Anantharaman Vivek, Aravind L
National Center for Biotechnology Information, National Library of Medicine, National Institutes of Health, Bethesda, MD 20894, USA.
BMC Genomics. 2003 Aug 12;4(1):34. doi: 10.1186/1471-2164-4-34.
A great diversity of multi-pass membrane receptors, typically with 7 transmembrane (TM) helices, is observed in the eukaryote crown group. So far, they are relatively rare in the prokaryotes, and are restricted to the well-characterized sensory rhodopsins of various phototropic prokaryotes.

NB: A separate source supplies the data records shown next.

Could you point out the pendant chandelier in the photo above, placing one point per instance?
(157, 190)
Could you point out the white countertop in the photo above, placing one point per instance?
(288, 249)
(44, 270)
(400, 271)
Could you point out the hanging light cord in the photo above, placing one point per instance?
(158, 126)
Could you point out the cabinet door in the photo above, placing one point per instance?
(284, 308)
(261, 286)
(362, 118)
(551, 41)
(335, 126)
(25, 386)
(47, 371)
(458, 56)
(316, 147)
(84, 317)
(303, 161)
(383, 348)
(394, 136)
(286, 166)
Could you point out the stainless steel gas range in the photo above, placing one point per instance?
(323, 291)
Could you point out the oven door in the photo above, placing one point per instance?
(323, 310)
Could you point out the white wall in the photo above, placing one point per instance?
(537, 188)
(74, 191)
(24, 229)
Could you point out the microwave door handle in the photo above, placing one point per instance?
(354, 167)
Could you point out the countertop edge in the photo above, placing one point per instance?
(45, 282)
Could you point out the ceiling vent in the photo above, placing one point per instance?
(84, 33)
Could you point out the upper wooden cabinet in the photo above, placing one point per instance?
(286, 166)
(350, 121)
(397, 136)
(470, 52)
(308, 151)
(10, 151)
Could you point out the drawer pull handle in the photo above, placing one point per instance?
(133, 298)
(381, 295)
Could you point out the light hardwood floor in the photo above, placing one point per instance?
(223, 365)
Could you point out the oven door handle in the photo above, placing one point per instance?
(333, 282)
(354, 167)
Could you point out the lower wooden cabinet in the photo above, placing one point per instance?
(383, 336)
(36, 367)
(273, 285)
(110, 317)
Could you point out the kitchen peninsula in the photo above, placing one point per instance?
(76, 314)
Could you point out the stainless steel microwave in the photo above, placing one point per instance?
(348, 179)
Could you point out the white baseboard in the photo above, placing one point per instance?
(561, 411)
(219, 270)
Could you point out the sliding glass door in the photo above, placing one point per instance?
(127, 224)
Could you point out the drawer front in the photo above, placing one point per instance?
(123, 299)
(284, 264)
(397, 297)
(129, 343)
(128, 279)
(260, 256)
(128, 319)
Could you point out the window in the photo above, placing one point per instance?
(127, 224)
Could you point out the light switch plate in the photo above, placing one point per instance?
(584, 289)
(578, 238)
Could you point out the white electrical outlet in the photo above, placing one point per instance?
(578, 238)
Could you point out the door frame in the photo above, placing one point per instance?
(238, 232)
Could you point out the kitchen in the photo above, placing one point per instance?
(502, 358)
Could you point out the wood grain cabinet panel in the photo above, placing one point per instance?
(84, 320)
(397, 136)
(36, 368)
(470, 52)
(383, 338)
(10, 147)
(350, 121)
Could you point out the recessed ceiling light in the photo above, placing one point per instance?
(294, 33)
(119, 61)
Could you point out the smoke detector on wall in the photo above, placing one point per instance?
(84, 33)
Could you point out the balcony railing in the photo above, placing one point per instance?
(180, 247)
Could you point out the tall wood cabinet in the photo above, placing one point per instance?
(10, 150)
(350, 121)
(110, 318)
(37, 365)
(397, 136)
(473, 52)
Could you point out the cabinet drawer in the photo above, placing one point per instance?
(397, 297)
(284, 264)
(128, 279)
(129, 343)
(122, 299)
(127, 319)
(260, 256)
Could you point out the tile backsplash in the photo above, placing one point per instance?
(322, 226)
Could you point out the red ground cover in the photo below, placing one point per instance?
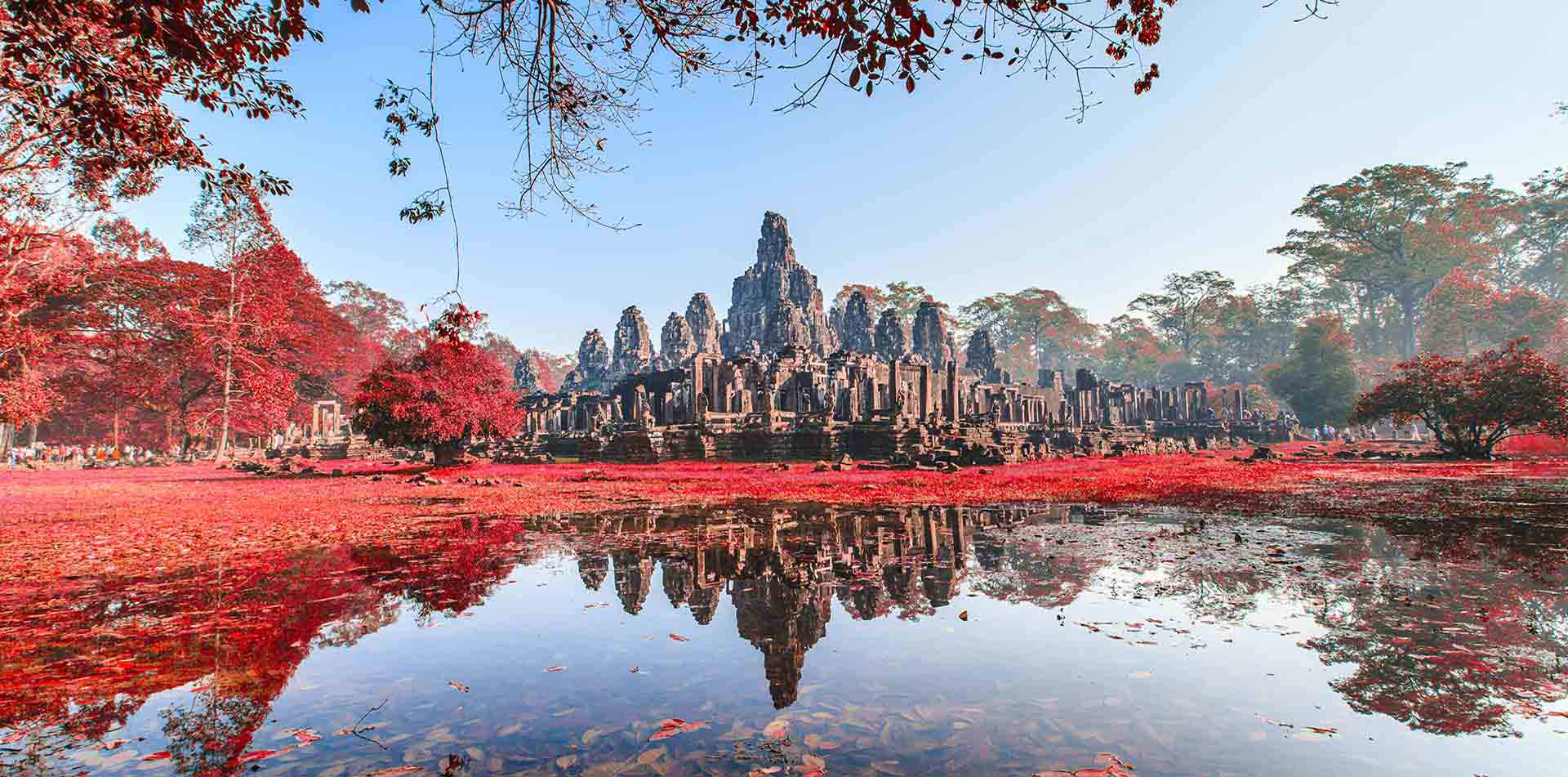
(66, 523)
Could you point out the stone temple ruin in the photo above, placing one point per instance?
(778, 378)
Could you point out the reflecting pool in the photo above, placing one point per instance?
(795, 639)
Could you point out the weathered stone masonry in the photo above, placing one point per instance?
(772, 383)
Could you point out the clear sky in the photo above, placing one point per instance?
(969, 185)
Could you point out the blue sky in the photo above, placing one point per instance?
(969, 185)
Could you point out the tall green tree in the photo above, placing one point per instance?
(1187, 306)
(1396, 231)
(1037, 324)
(1317, 377)
(1540, 225)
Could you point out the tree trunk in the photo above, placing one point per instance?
(448, 453)
(228, 382)
(1407, 325)
(228, 373)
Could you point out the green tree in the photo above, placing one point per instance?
(1187, 306)
(1034, 324)
(1540, 226)
(1317, 377)
(1396, 231)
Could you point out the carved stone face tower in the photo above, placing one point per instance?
(675, 341)
(705, 324)
(929, 337)
(634, 352)
(860, 333)
(891, 341)
(777, 301)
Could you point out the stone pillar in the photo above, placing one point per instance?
(951, 407)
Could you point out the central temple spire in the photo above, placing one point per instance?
(777, 305)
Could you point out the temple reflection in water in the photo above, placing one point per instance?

Utilizing the currently available wealth of prokaryotic genomic sequences, we set up a computational screen to identify putative 7 (TM) and other multi-pass membrane receptors in prokaryotes. As a result of this procedure we were able to recover two widespread families of 7 TM receptors in bacteria that are distantly related to the eukaryotic 7 TM receptors and prokaryotic rhodopsins. Using sequence profile analysis, we were able to establish that the first members of these receptor families contain one of two distinct N-terminal extracellular globular domains, which are predicted to bind ligands such as carbohydrates. In their intracellular portions they contain fusions to a variety of signaling domains, which suggest that they are likely to transduce signals via cyclic AMP, cyclic diguanylate, histidine phosphorylation, dephosphorylation, and through direct interactions with DNA. The second family of bacterial 7 TM receptors possesses an alpha-helical extracellular domain, and is predicted to transduce a signal via an intracellular HD hydrolase domain. Based on comparative analysis of gene neighborhoods, this receptor is predicted to function as a regulator of the diacylglycerol-kinase-dependent glycerolipid pathway. Additionally, our procedure also recovered other types of putative prokaryotic multi-pass membrane associated receptor domains. Of these, we characterized two widespread, evolutionarily mobile multi-TM domains that are fused to a variety of C-terminal intracellular signaling domains. One of these typified by the Gram-positive LytS protein is predicted to be a potential sensor of murein derivatives, whereas the other one typified by the Escherichia coli UhpB protein is predicted to function as sensor of conformational changes occurring in associated membrane proteins
We present evidence for considerable variety in the types of uncharacterized surface receptors in bacteria, and reconstruct the evolutionary processes that model their diversity. The identification of novel receptor families in prokaryotes is likely to aid in the experimental analysis of signal transduction and environmental responses of several bacteria, including pathogens such as Leptospira, Treponema, Corynebacterium, Coxiella, Bacillus anthracis and Cytophaga.
在真核生物冠群中观察到大量多样的多跨膜受体,通常具有7个跨膜(TM)螺旋。到目前为止,它们在原核生物中相对较少,并且仅限于各种趋光性原核生物中特征明确的感官视紫红质。
利用目前可用的丰富原核生物基因组序列,我们建立了一个计算筛选程序,以识别原核生物中假定的7(TM)和其他多跨膜受体。通过这个程序,我们能够在细菌中发现两个广泛存在的7 TM受体家族,它们与真核生物7 TM受体和原核生物视紫红质有远缘关系。使用序列谱分析,我们能够确定这些受体家族的第一个成员包含两个不同的N端细胞外球状结构域之一,预计它们会结合碳水化合物等配体。在它们的细胞内部分,它们包含与多种信号结构域的融合,这表明它们可能通过环磷酸腺苷、环二鸟苷酸、组氨酸磷酸化、去磷酸化以及通过与DNA的直接相互作用来转导信号。第二类细菌7 TM受体具有一个α螺旋细胞外结构域,预计通过细胞内HD水解酶结构域转导信号。基于基因邻域的比较分析,预计该受体作为二酰基甘油激酶依赖性甘油脂质途径的调节剂发挥作用。此外,我们的程序还发现了其他类型的假定原核生物多跨膜相关受体结构域。其中,我们鉴定了两个广泛存在的、进化上可移动的多TM结构域,它们与多种C端细胞内信号结构域融合。其中一个以革兰氏阳性LytS蛋白为代表,预计是胞壁质衍生物的潜在传感器,而另一个以大肠杆菌UhpB蛋白为代表,预计作为相关膜蛋白中发生的构象变化的传感器发挥作用。
我们提供了细菌中未表征表面受体类型具有相当多样性的证据,并重建了模拟其多样性的进化过程。原核生物中新受体家族的鉴定可能有助于对几种细菌(包括钩端螺旋体、梅毒螺旋体、棒状杆菌、柯克斯氏体、炭疽芽孢杆菌和噬纤维菌等病原体)的信号转导和环境反应进行实验分析。